California unemployment call centers need 2 more months to finish COVID-19 expansion
California’s embattled unemployment agency will combine its call centers, which should make it much easier for claimants to get help with more personal, often vexing questions — but not until October.
In the meantime, the state will continue to boost its staffing on its call lines. The line where employees handle more complex questions will be available from 8 a.m. until noon Monday through Friday. Its other line, which provides largely technical assistance, is available every day from 8 a.m. until 8 p.m.
Consumers have been complaining to state lawmakers and The Sacramento Bee for months that they have tremendous difficulty reaching anyone on those lines.
Gov. Gavin Newsom directed the Employment Development Department to set up the 12-hour line in April to improve access, but staffers on that line are generally not equipped to handle more complicated issues.
The lines remain jammed. In mid-April, 2% to 3% of calls were being answered, and the line to help people with personal issues was staffed by 100 employees.
In mid-August, the percentage of answered calls was up to 40%, still well below the industry standard of 80%, though it was not clear how many employees were available on the four-hour, more personal, phone line.
Sharon Hilliard, EDD director, detailed the ongoing efforts to improve the system at an Assembly budget subcommittee hearing Monday.
She said the combined call center will have 3,700 people to answer questions. About 1,800 will be employment program representatives who Hilliard said would “work on the more specific, complex cases.”
She said about 1,400 would be “office technicians that provide general assistance, claim updates, password changes, general information.” Another 500 would be agents from Deloitte, which has a contract to help expand the call center.
The 1,800 case workers would be a huge increase from the 100 who were available in April, May and June, as unemployment ballooned to record levels. Prior to the COVID-19 pandemic, when there was one phone line available, another 250 provided technical assistance.
Then came what Hilliard called “a tidal wave” no one foresaw. Not only did the volume of claims multiply, but the agency had to manage new federal programs aimed at helping unemployment people.
Asked by Assemblywoman Cottie Petrie-Norris, D-Laguna Beach, how many such case workers are available now, Hilliard could not answer. “We don’t have it broken out by August but I will send this to you following the hearing,” she said.
The agency has been inundated with calls — about 14 million a week in March and April, and 6.7 million last month.
As of the end of July, 75% of claimants had received their first payment within 21 days from the time they filed for benefits. The maximum benefit is $450 a week.
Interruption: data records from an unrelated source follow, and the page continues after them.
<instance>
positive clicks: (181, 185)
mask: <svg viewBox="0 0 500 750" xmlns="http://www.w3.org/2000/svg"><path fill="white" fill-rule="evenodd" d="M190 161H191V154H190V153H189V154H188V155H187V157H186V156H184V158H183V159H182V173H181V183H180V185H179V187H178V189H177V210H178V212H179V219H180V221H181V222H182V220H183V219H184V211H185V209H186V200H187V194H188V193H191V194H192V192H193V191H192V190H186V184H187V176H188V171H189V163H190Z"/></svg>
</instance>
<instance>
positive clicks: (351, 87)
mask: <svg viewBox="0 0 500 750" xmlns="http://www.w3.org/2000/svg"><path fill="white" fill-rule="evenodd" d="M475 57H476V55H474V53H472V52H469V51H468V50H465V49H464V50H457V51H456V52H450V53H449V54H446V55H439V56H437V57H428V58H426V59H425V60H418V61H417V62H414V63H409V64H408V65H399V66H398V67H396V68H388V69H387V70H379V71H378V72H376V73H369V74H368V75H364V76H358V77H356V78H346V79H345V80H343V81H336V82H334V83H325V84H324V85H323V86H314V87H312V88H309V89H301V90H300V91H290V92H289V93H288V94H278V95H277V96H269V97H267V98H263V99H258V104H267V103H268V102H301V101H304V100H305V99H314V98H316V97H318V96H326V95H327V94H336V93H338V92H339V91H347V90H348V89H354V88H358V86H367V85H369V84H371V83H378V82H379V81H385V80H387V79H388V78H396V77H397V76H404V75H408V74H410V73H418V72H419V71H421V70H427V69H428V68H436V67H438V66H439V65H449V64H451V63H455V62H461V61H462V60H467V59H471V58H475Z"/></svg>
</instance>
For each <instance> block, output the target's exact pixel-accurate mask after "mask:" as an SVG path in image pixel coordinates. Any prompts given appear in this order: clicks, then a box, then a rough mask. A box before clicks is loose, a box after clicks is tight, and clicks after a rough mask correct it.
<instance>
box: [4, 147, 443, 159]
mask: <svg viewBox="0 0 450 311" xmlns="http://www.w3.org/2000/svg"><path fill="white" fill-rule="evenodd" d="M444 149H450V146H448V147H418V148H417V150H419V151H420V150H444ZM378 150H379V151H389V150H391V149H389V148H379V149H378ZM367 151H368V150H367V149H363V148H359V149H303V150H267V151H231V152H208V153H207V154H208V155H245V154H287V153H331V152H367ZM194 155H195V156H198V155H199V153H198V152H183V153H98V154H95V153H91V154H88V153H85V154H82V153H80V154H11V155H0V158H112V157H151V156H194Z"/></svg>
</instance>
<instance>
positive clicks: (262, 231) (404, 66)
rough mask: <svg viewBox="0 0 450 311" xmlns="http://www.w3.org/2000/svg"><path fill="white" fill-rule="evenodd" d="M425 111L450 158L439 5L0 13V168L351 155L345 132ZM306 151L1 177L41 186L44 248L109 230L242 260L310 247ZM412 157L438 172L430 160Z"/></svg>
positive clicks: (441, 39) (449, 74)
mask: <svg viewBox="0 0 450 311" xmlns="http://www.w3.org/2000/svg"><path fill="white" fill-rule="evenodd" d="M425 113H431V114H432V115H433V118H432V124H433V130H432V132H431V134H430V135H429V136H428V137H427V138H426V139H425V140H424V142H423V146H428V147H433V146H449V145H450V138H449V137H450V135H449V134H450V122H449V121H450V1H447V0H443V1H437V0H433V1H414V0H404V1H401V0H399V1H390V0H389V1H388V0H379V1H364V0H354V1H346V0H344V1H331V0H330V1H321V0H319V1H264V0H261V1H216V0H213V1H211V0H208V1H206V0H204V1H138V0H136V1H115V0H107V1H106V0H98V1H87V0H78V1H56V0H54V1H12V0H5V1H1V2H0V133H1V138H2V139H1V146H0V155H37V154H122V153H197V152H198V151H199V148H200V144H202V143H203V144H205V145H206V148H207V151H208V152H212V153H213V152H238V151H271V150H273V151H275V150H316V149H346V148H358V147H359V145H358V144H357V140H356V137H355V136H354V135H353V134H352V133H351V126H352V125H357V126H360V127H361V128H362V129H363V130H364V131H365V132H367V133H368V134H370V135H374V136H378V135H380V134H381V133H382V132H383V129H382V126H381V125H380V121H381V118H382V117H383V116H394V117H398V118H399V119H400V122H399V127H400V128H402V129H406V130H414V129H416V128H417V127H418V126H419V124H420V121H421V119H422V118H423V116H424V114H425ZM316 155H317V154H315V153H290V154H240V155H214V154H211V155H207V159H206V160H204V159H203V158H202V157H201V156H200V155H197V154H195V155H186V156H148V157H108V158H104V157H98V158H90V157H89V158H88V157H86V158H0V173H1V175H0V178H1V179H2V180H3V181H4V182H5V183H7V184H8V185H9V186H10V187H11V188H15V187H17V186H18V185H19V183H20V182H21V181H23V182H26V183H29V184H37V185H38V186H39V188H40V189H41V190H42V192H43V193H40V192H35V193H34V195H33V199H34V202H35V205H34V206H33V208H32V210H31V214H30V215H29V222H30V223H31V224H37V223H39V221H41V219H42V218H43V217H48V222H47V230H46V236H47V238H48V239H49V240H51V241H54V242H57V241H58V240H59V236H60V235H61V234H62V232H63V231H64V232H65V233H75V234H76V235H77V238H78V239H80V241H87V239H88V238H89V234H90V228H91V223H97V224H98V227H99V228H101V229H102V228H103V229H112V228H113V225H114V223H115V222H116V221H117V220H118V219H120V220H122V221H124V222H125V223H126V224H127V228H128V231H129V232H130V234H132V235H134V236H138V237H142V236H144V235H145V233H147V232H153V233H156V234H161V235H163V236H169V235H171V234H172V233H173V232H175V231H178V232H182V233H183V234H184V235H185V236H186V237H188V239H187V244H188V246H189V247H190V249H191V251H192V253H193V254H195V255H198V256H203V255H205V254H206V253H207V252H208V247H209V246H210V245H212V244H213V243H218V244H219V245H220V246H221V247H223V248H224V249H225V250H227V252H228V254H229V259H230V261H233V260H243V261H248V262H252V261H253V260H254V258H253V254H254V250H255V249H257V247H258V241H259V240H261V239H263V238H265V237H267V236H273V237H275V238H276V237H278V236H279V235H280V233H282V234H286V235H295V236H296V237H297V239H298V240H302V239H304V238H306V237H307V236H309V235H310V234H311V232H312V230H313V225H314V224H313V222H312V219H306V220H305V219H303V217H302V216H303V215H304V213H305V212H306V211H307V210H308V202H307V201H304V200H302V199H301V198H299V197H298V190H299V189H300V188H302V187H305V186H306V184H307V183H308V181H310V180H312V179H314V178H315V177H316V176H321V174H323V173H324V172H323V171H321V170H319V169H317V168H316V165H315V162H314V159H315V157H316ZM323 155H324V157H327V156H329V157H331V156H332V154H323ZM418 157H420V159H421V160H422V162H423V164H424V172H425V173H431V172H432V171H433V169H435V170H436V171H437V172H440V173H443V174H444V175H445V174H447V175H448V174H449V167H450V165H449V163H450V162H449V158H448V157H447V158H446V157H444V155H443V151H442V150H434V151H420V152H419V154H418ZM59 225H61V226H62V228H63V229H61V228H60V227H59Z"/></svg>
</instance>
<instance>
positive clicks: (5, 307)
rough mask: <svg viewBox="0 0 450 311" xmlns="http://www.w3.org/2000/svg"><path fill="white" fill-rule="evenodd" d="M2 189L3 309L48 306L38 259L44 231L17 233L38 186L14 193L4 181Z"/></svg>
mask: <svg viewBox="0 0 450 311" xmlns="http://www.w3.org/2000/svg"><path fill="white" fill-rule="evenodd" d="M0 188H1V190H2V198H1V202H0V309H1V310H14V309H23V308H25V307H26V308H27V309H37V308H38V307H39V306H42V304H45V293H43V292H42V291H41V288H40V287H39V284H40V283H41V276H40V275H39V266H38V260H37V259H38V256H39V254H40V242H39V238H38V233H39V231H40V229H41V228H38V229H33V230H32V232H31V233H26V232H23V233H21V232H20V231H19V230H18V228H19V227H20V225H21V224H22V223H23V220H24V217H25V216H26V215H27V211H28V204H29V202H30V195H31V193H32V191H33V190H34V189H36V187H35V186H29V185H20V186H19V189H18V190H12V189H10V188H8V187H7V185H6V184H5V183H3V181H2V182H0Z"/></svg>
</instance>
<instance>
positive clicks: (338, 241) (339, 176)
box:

State jobless claimants have received $67 billion in benefits since the pandemic sent the economy reeling in mid-March. The 10.6 million California claims processed are roughly three times as many as during the unemployment peak of the Great Recession in 2010.
Prior to the pandemic, the agency was answering about 54% of calls. Why only 54%, asked Chairman Jim Cooper, D-Elk Grove.
Because, Hilliard said, the federal government usually does not fund call center activities, and “We didn’t have funding to support anybody beyond that. We had to focus our resources on paying people.”